Il résulte des pièces produites (déclaration d’appel et message RPVA du greffe de la cour d’appel de [Localité 2] du 07/01/2025) qu’aucune date d’audience n’a été fixée par la cour d’appel au jour de la date de l’audience de plaidoirie de la présente procédure, à savoir le 06/06/2025.
Ainsi, à l’aune de ces critères, il convient de relever pour le présent litige que :
— le délai de 7 mois et 22 jours entre la saisine du conseil de prud’hommes et l’audience de conciliation est excessif et engage la responsabilité de l’État à hauteur de 4 mois et 22 jours ;
— le délai de 6 mois et 25 jours entre l’audience de conciliation et l’audience devant le bureau de jugement est excessif et engage la responsabilité de l’État à hauteur de 25 jours ; il n’est pas justifié que l’allongement de ce délai est dû à la nécessité de prévoir un temps d’échange conséquent entre les parties ;
— le délai de 1 mois et 3 jours entre le bureau de jugement et le prononcé de la décision n’est pas excessif ;
— le délai de 2 mois et 21 jours entre le prononcé de la décision et la notification de la décision n’est pas excessif compte tenu des vacations judiciaires ;
— le délai de 32 mois et 16 jours écoulé depuis la déclaration d’appel est excessif, et engage la responsabilité de l’État à hauteur de 20 mois et 16 jours,
La responsabilité de l’État est en conséquence engagée pour un délai excessif global de 26 mois et 2 jours.
S’agissant du préjudice, la demande formée au titre du préjudice moral est justifiée en son principe, dès lors qu’un procès est nécessairement source d’une inquiétude pour le justiciable et qu’une attente prolongée non justifiée induit un préjudice dû au temps d’inquiétude supplémentaire.
Le préjudice moral de [M] [N] est en conséquence entièrement réparé par l’allocation de la somme de 5200 euros, correspondant à une indemnisation à hauteur de 200 euros par mois de retard.
En application des dispositions de l’article 1231-7 du code civil, cette somme portera intérêts au taux légal à compter du prononcé de la présente décision.
Sur les demandes accessoires
L’AGENT JUDICIAIRE DE L’ETAT, partie perdante, sera condamné aux dépens, conformément aux dispositions de l’article 696 du code de procédure civile.
Enfin, compte tenu des situations économiques respectives des parties, de la durée de l’instance et des démarches judiciaires qu’a dû accomplir la partie demanderesse, l’AGENT JUDICIAIRE DE L’ETAT sera condamné à verser à [M] [N] la somme de 800 euros sur le fondement de l’article 700 du code de procédure civile.

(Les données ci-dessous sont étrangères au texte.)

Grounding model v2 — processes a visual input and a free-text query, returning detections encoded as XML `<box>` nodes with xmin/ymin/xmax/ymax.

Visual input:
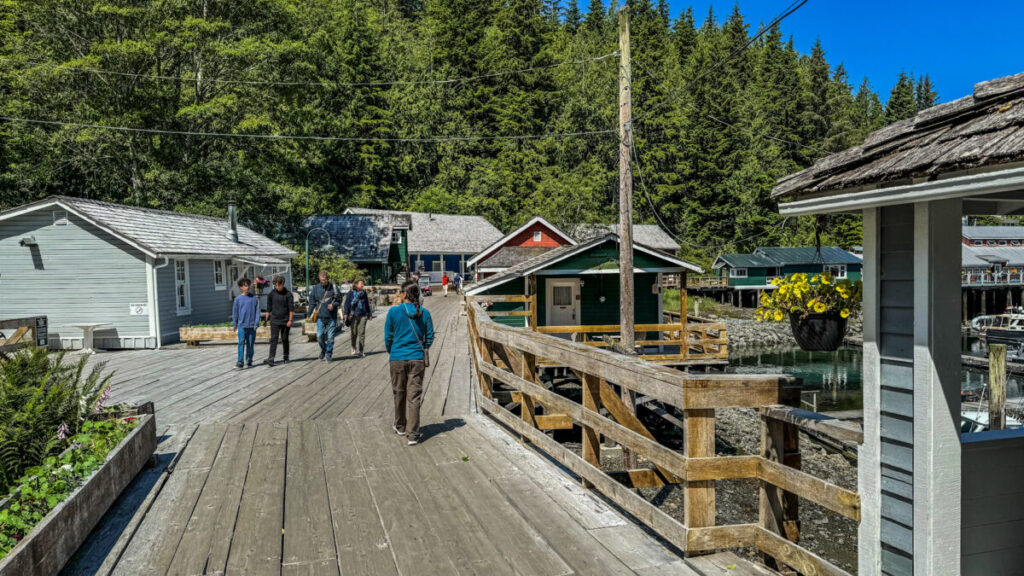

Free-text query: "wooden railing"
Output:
<box><xmin>467</xmin><ymin>299</ymin><xmax>860</xmax><ymax>576</ymax></box>
<box><xmin>686</xmin><ymin>276</ymin><xmax>729</xmax><ymax>289</ymax></box>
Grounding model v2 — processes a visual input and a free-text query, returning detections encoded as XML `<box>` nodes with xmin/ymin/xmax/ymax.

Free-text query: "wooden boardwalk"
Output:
<box><xmin>65</xmin><ymin>296</ymin><xmax>744</xmax><ymax>576</ymax></box>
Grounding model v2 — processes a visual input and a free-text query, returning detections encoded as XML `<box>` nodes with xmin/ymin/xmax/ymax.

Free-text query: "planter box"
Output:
<box><xmin>178</xmin><ymin>326</ymin><xmax>270</xmax><ymax>346</ymax></box>
<box><xmin>0</xmin><ymin>414</ymin><xmax>157</xmax><ymax>576</ymax></box>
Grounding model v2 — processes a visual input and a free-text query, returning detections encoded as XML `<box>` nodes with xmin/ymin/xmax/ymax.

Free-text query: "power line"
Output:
<box><xmin>0</xmin><ymin>52</ymin><xmax>618</xmax><ymax>87</ymax></box>
<box><xmin>0</xmin><ymin>116</ymin><xmax>618</xmax><ymax>143</ymax></box>
<box><xmin>633</xmin><ymin>0</ymin><xmax>810</xmax><ymax>123</ymax></box>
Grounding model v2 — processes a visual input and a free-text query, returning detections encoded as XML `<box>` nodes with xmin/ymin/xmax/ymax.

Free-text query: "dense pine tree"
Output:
<box><xmin>0</xmin><ymin>0</ymin><xmax>937</xmax><ymax>261</ymax></box>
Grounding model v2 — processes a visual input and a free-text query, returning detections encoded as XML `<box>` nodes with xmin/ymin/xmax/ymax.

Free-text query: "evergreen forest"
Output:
<box><xmin>0</xmin><ymin>0</ymin><xmax>937</xmax><ymax>261</ymax></box>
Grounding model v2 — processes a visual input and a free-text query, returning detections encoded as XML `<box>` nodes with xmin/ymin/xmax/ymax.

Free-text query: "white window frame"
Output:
<box><xmin>213</xmin><ymin>260</ymin><xmax>227</xmax><ymax>290</ymax></box>
<box><xmin>821</xmin><ymin>264</ymin><xmax>847</xmax><ymax>280</ymax></box>
<box><xmin>173</xmin><ymin>258</ymin><xmax>191</xmax><ymax>316</ymax></box>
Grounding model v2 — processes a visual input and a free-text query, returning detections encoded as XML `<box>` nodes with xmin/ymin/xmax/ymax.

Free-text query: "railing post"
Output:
<box><xmin>758</xmin><ymin>408</ymin><xmax>801</xmax><ymax>571</ymax></box>
<box><xmin>583</xmin><ymin>374</ymin><xmax>601</xmax><ymax>488</ymax></box>
<box><xmin>519</xmin><ymin>352</ymin><xmax>541</xmax><ymax>444</ymax></box>
<box><xmin>683</xmin><ymin>408</ymin><xmax>716</xmax><ymax>556</ymax></box>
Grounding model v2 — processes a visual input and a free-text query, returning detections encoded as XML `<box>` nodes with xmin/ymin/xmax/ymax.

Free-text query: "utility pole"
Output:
<box><xmin>618</xmin><ymin>5</ymin><xmax>637</xmax><ymax>469</ymax></box>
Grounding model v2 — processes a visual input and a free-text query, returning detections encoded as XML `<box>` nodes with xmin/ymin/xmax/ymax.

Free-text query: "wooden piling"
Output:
<box><xmin>988</xmin><ymin>344</ymin><xmax>1007</xmax><ymax>430</ymax></box>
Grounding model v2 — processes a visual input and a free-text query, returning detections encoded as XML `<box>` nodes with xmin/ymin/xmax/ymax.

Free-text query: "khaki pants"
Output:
<box><xmin>391</xmin><ymin>360</ymin><xmax>426</xmax><ymax>440</ymax></box>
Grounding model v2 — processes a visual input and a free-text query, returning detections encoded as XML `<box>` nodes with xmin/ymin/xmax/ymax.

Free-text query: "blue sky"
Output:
<box><xmin>647</xmin><ymin>0</ymin><xmax>1024</xmax><ymax>101</ymax></box>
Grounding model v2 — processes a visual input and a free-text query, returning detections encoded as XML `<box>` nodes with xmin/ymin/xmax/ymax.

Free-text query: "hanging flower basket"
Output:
<box><xmin>790</xmin><ymin>312</ymin><xmax>846</xmax><ymax>352</ymax></box>
<box><xmin>756</xmin><ymin>274</ymin><xmax>862</xmax><ymax>352</ymax></box>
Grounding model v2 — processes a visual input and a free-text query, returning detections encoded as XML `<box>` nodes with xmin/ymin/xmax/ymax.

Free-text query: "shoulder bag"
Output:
<box><xmin>401</xmin><ymin>306</ymin><xmax>430</xmax><ymax>367</ymax></box>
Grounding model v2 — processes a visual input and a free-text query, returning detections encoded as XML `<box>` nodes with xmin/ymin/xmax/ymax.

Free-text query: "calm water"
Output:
<box><xmin>729</xmin><ymin>338</ymin><xmax>1024</xmax><ymax>412</ymax></box>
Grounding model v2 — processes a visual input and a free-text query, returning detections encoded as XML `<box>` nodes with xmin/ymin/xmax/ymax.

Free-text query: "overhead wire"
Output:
<box><xmin>0</xmin><ymin>51</ymin><xmax>618</xmax><ymax>87</ymax></box>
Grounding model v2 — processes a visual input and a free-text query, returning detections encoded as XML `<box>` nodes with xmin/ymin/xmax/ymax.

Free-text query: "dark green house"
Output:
<box><xmin>712</xmin><ymin>246</ymin><xmax>861</xmax><ymax>305</ymax></box>
<box><xmin>467</xmin><ymin>234</ymin><xmax>701</xmax><ymax>328</ymax></box>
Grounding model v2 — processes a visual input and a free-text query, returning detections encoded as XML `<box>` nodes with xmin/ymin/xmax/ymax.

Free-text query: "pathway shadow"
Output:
<box><xmin>420</xmin><ymin>418</ymin><xmax>466</xmax><ymax>444</ymax></box>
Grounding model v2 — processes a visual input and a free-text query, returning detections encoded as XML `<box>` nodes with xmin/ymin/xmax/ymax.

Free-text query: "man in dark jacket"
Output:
<box><xmin>309</xmin><ymin>270</ymin><xmax>341</xmax><ymax>362</ymax></box>
<box><xmin>265</xmin><ymin>276</ymin><xmax>295</xmax><ymax>366</ymax></box>
<box><xmin>341</xmin><ymin>280</ymin><xmax>370</xmax><ymax>358</ymax></box>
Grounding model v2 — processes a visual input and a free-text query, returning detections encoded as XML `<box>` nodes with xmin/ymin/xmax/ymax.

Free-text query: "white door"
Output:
<box><xmin>547</xmin><ymin>279</ymin><xmax>580</xmax><ymax>326</ymax></box>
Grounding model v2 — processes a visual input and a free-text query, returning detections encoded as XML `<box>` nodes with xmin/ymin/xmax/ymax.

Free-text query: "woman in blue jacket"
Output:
<box><xmin>384</xmin><ymin>282</ymin><xmax>434</xmax><ymax>446</ymax></box>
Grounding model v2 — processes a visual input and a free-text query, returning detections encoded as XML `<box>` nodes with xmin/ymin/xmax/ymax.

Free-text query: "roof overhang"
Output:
<box><xmin>778</xmin><ymin>165</ymin><xmax>1024</xmax><ymax>216</ymax></box>
<box><xmin>466</xmin><ymin>216</ymin><xmax>579</xmax><ymax>265</ymax></box>
<box><xmin>0</xmin><ymin>198</ymin><xmax>159</xmax><ymax>258</ymax></box>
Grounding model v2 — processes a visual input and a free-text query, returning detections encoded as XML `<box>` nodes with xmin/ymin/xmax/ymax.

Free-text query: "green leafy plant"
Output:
<box><xmin>0</xmin><ymin>416</ymin><xmax>137</xmax><ymax>558</ymax></box>
<box><xmin>755</xmin><ymin>274</ymin><xmax>863</xmax><ymax>322</ymax></box>
<box><xmin>0</xmin><ymin>348</ymin><xmax>111</xmax><ymax>494</ymax></box>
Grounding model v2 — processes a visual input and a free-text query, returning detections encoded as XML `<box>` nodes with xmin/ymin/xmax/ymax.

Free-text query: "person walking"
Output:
<box><xmin>309</xmin><ymin>270</ymin><xmax>340</xmax><ymax>362</ymax></box>
<box><xmin>341</xmin><ymin>280</ymin><xmax>370</xmax><ymax>358</ymax></box>
<box><xmin>264</xmin><ymin>276</ymin><xmax>295</xmax><ymax>366</ymax></box>
<box><xmin>231</xmin><ymin>278</ymin><xmax>260</xmax><ymax>368</ymax></box>
<box><xmin>384</xmin><ymin>282</ymin><xmax>434</xmax><ymax>446</ymax></box>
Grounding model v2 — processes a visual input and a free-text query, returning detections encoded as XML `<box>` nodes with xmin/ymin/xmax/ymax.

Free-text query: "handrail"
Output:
<box><xmin>467</xmin><ymin>299</ymin><xmax>860</xmax><ymax>576</ymax></box>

Aux termes de l’article 514 du code de procédure civile, les décisions de première instance sont de droit exécutoires à titre provisoire à moins que la loi ou la décision rendue n’en dispose autrement.
PAR CES MOTIFS
Le tribunal judiciaire, pôle civil de proximité, statuant après débats publics, par jugement mis à disposition au greffe, réputé contradictoire et rendu en premier ressort,
DIT n’y avoir lieu à la réouverture des débats ;
CONDAMNE l’AGENT JUDICIAIRE DE L’ETAT à payer à [M] [N] la somme de 5200 euros à titre de dommages et intérêts en réparation de son préjudice moral, avec intérêts au taux légal à compter du prononcé du présent jugement ;
CONDAMNE l’AGENT JUDICIAIRE DE L’ETAT à payer à [M] [N] la somme de 800 euros sur le fondement de l’article 700 du code de procédure civile ;
DEBOUTE les parties de leurs demandes plus amples ou contraires ;
CONDAMNE l’AGENT JUDICIAIRE DE L’ETAT aux entiers dépens de la présente instance ;
RAPELLE que la présente décision est exécutoire de droit à titre provisoire.
Ainsi jugé et prononcé par mise à disposition les jour, mois et an susdits, et signé par la juge et la greffière susnommées.